Source: Euronews RSSen2 min read
French prison guards strike over overcrowding as jails near 90,000 inmates

By Matthieu Durand with AFP Published on 27/04/2026 - 13:11 GMT+2 French prison guards blockaded facilities across the country on...

By Matthieu Durand with AFP

Published on 27/04/2026 - 13:11 GMT+2

French prison guards blockaded facilities across the country on Monday, with 14 of 17 prisons in the Hauts-de-France region shut down in protest at chronic overcrowding and staff shortages, in a strike called by the UFAP-UNSA union.

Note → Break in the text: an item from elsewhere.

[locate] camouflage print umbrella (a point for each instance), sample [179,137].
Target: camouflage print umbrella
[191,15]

Guards also demonstrated at prisons in Bois-d'Arcy near Paris, Lyon-Corbas and Villeneuve-lès-Maguelone in the south, in some cases preventing prisoner transfers. Guards shut the prison gates in Beauvais, Amiens, Douai and Béthune.

The UFAP-UNSA union is demanding emergency measures to fill an estimated 5,000 vacant guard posts.

The FO union, which represents around 30% of prison staff, did not join the action, saying it came "too early."

France's prisons held 88,419 inmates as of 1 April — nearly 25,000 more than the system's capacity of just under 63,500 places. On 1 March, 87,126 people were held in facilities with fewer than 63,500 places — an occupancy rate of 137.5%.

The prison population is growing by around 200 a week, and UFAP-UNSA's national secretary Wilfried Fonck expects the 90,000 mark to be crossed by September.

Only Slovenia and Cyprus record higher occupancy rates in Europe, though both countries have far smaller prison populations. The Council of Europe condemned French prison conditions in January, warning that conditions in French jails had become degrading.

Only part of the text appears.